Leading Through Banking's Era of Exhaustion
Thailand's banks are modernising. The real cost is time.
5/10/20261 min read
This is the structured proceedings of a closed-door executive luncheon convened in Bangkok on 26 March 2026 by The Leaders Roundtables (TLR) and 3A Ventures (3AV), in partnership with Temenos. The session brought together senior banking and technology leaders from Thailand and the wider ASEAN region to examine shared operational and strategic pressures facing the sector.
Five principal tensions shaped the conversation:
ROI accountability versus the long runway of transformation investment. Boards are asking harder questions. Examples of a major Singapore bank spending USD 20 million on AI with no clear ROI, and a leading Australian bank spending over 1.7 billion Australian dollars in IT with limited tangible outcomes, reflect a sector-wide challenge. Thailand's boards have not yet demanded immediate answers, but that moment is approaching.

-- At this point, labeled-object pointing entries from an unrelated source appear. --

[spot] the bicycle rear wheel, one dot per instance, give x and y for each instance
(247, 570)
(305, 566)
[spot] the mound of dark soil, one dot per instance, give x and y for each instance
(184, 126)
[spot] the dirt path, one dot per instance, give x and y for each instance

Core modernisation versus the instinct to leave the core alone. CIOs consistently prefer to focus on channels, data, and orchestration, keeping the core untouched. But end-of-support timelines, the dwindling COBOL talent pool, and regulatory pressure emerging in neighbouring markets are beginning to force the issue.
Cloud optionality versus cost and sovereignty concerns. Pure public cloud strategies adopted three to five years ago are being revisited. Institutions are beginning to repatriate workloads on-premise, not for geopolitical reasons, but because the economics no longer work. All active RFPs in Thailand explicitly exclude pure public cloud dependency.
Platform breadth versus the one-trick pony risk. Specialist solutions that do one thing well cannot serve the full complexity of an established bank. The next decade requires betting on platforms with both modern architecture and functional depth.
Change velocity versus system fragility. The average timeline to implement a standard business requirement is around six months. Failed vendor engagements have cost institutions two years of lost opportunity. Even minor system changes can cascade into major operational disruptions.